On receiving and prioritizing requests put to the Platform, NORWAY suggested including reference to joint submissions by multiple governments.

BOLIVIA stressed the need to bring together the debates on the conceptual framework and knowledge systems. With regard to the proposed drafting workshops, Co-Chair Baste suggested organizing the proposed workshop on knowledge systems before the one on the conceptual framework. COLOMBIA highlighted the role of the conceptual framework in integrating the four IPBES functions, and GUATEMALA supported the recognition of diversity of knowledge.

In the evening, BRAZIL and the US emphasized that the conceptual framework should reflect the four functions of IPBES, and opposed singling out knowledge systems in this context. No agreement was reached on this issue. Co-Chairs Zakri and Baste suggested revisiting these issues on Thursday.

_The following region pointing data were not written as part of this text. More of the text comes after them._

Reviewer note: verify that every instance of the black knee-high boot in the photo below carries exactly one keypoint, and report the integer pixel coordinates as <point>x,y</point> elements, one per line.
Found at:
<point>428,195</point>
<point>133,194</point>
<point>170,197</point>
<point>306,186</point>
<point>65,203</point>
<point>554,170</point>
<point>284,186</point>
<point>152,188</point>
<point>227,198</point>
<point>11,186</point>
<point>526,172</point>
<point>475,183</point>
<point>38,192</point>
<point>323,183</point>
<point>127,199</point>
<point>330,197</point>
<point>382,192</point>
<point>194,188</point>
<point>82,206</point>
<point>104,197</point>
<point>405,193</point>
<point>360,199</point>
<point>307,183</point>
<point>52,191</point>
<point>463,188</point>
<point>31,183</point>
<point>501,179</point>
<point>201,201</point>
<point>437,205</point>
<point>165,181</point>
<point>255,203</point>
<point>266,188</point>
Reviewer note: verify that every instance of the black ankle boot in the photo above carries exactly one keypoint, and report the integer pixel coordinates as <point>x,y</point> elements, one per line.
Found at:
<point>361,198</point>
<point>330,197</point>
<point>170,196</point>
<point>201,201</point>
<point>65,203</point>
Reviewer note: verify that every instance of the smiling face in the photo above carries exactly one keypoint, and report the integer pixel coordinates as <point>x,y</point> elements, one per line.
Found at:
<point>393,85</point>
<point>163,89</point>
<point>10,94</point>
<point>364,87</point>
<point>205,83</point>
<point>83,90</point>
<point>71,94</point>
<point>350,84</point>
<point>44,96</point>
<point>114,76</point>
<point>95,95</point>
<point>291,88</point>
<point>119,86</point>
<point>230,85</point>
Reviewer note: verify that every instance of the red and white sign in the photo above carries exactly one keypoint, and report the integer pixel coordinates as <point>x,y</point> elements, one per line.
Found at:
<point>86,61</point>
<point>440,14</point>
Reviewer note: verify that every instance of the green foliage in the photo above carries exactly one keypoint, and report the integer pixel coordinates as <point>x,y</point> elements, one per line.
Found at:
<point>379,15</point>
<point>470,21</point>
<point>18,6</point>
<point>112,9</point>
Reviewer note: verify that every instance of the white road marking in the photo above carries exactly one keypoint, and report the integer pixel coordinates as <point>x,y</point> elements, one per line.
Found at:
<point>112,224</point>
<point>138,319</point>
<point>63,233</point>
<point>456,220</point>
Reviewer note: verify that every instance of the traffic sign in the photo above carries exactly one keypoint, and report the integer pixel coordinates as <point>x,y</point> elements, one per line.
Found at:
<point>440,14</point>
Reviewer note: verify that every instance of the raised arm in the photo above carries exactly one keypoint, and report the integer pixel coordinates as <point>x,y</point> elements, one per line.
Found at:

On the scoping process and procedures relating to reports and deliverables, the debate centered around the respective roles of the Bureau and the MEP. Discussions continued into the evening.

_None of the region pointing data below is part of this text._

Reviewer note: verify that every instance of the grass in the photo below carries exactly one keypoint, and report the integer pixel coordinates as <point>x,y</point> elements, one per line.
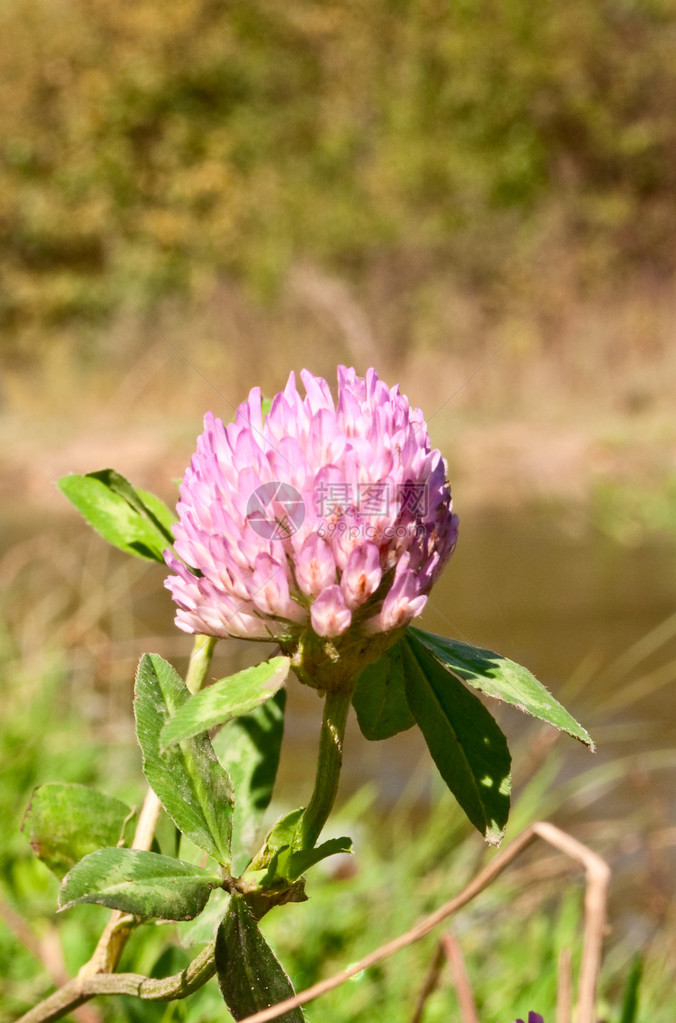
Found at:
<point>66,650</point>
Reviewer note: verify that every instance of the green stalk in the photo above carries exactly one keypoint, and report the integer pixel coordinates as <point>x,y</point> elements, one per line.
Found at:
<point>121,925</point>
<point>200,659</point>
<point>328,766</point>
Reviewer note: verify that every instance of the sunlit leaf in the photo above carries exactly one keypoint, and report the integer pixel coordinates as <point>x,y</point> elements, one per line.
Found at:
<point>249,748</point>
<point>64,823</point>
<point>132,520</point>
<point>464,741</point>
<point>191,784</point>
<point>226,700</point>
<point>504,679</point>
<point>144,884</point>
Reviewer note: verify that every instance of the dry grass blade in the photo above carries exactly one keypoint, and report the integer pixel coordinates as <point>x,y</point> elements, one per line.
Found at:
<point>597,879</point>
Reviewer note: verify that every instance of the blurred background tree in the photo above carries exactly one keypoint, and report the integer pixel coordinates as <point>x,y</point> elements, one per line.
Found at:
<point>151,149</point>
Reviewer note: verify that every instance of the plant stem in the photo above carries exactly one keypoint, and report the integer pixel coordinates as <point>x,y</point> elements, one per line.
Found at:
<point>328,766</point>
<point>200,659</point>
<point>120,925</point>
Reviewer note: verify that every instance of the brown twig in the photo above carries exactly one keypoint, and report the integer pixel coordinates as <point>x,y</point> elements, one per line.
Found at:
<point>47,950</point>
<point>203,967</point>
<point>598,875</point>
<point>597,878</point>
<point>430,983</point>
<point>453,953</point>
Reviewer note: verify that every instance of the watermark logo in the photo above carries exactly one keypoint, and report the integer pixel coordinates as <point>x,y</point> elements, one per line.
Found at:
<point>275,510</point>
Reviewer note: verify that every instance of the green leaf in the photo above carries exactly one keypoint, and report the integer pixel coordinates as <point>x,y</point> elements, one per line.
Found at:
<point>249,748</point>
<point>299,862</point>
<point>226,700</point>
<point>284,834</point>
<point>134,521</point>
<point>190,783</point>
<point>504,679</point>
<point>64,823</point>
<point>630,999</point>
<point>250,975</point>
<point>465,743</point>
<point>144,884</point>
<point>203,930</point>
<point>379,699</point>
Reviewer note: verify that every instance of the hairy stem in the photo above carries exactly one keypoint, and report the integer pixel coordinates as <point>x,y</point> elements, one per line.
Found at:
<point>328,766</point>
<point>81,989</point>
<point>120,926</point>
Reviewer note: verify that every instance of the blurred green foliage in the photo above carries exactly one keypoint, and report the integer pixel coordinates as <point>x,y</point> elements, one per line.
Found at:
<point>147,148</point>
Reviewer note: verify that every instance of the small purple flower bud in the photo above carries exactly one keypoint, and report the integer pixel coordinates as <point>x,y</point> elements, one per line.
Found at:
<point>329,615</point>
<point>362,574</point>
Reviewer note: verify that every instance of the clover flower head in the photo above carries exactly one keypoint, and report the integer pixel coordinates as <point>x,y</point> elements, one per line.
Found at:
<point>326,516</point>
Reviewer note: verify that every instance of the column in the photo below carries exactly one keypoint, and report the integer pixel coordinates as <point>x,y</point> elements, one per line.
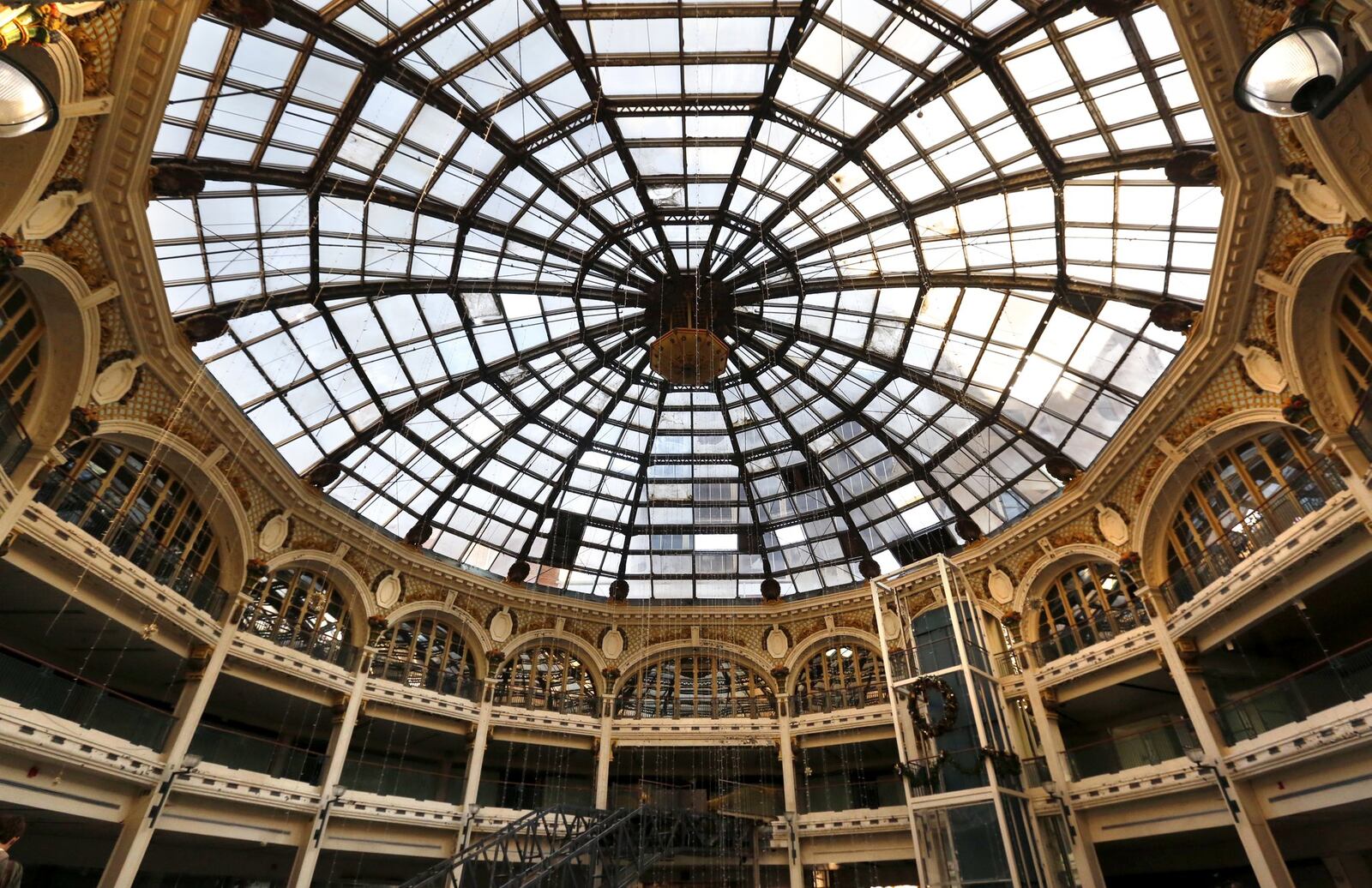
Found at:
<point>345,720</point>
<point>788,789</point>
<point>1050,736</point>
<point>604,755</point>
<point>1259,842</point>
<point>144,812</point>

As IPBES-1 approached its midway point, many delegates were frustrated with the pace of work. The contact group on the initial work programme appeared to be struggling with its focus, as all discussions seemed to return to – and get stuck on – the question of how the Bureau and the MEP would relate to each other. This stalled progress on the basic question of how the work programme would be established. With only one out of 23 paragraphs addressed in an entire morning session, one delegate despaired that participants would “surely be convicted to late-night sessions later in the week.” Similar sentiments were heard surrounding the progress of the contact group on rules and procedures – although the negotiations in both groups seemed to pick up later in the day.

At the same time, many were pleased that the meeting had acknowledged the need to ensure the multidisciplinary character of the MEP. They hoped that the regions’ struggle with reducing the number of their MEP nominees would prove to be worthwhile, allowing only the very best scientists to be elected into this important IPBES body. In this context, however, one delegate pointed out that the best scientists are not necessarily the best suited for cooperation in international processes.